I am so furious, I could burst.
THE ENEMY has made his solemn entry into our capital, which was decorated in his honor as it never has been before. Lodovico Montanza and his whippersnapper of a son, Giovanni, rode through the streets, preceded by thirty mounted trumpeters and flutists, surrounded by a bodyguard of green-and-black-clad cavalry with their partisans in rest, and followed by a choice company of knights and nobles. Last came two hundred archers, also on horseback. Lodovico rode a black stallion, saddled in dark green velvet with silver embroideries and silver harness, and everywhere the people acclaimed him, as they always do at the word of command, irrespective of the object of their cheers. Now they pretend to themselves that they are delighted at the prospect of eternal peace. The Prince had sent three heralds to meet him and these proclaimed his arrival and the reason for his visit, and all the church bells began to ring. Our degradation could not have had a more brilliant inauguration. They even gave a salute from the moats with culverins firing up into the empty sky, but to my mind they should have been aimed at the arrivals and loaded with live ammunition. The princeling’s horse was scared by these or something else, and it seemed as though he might fall off, but he soon resumed control of his mount and rode on, rather red in the face. He looks childish and cannot be more than seventeen. Though the mishap was avoided, it made the people wonder whether it might not be an evil omen. They are always on the lookout for omens on these solemn occasions and this was the only incident which gave them anything to whet their wits on.

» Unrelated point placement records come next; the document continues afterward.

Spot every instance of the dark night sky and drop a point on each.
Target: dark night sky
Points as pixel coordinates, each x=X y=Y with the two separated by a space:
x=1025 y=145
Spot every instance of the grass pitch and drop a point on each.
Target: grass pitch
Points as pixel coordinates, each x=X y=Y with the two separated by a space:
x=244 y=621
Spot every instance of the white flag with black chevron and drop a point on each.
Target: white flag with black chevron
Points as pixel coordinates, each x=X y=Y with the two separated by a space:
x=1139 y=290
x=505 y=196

Lodovico alighted from his horse before the palace gate and was welcomed by the Prince with grandiloquent phrases. He is a little stocky man with fat smooth cheeks so sanguine as to be streaked with red and a short thick bull neck. His scanty beard grows low on his cheeks and is scarcely an ornament to his otherwise comely face. The keen gray eyes try to look friendly, but that is nothing to go by, for we all know him to be a scoundrel He seems choleric and as if he might have a stroke at any moment.

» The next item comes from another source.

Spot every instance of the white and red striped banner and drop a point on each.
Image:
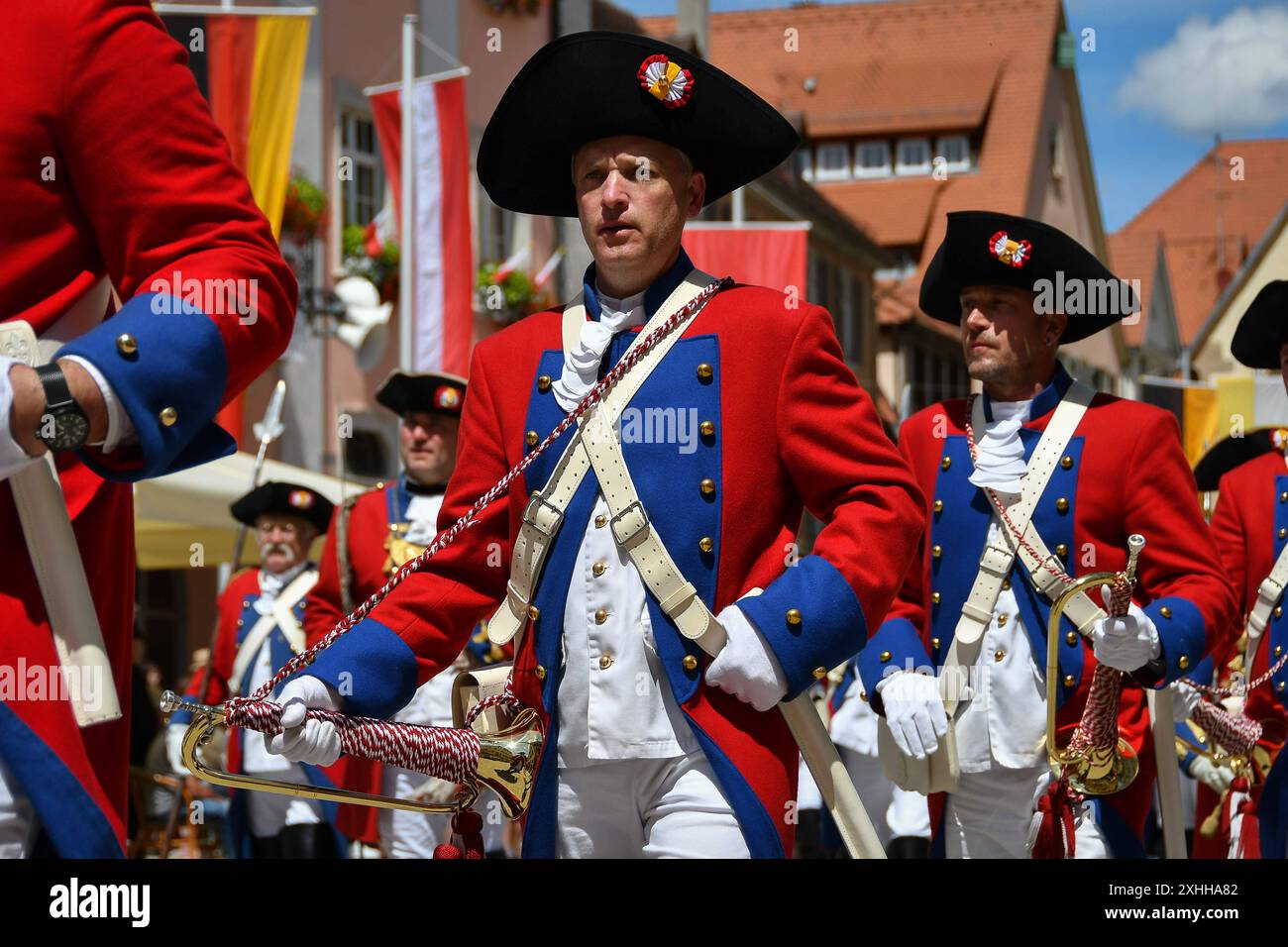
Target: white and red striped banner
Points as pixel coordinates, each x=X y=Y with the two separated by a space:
x=443 y=266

The day has been filled with reception ceremonies, meals, and negotiations about the pact between the two states, discussing its wonderful clauses and final wording. This evening there was an appallingly boring theatrical performance in Latin, of which I did not understand a word, nor did anybody else as far as I could see. But afterward they presented a scabrous comedy, in everyday language, which everyone appreciated. They all reveled in its vulgarities and numerous obscenities. I found it disgusting.
Now at last the day has come to an end, and I sit alone here in my chamber and am grateful for my solitude. Nothing gives me such satisfaction as being alone. Luckily the ceiling is very low in the dwarfs’ apartment. Otherwise, they might have lodged some of the guests here, and that would have been frightful.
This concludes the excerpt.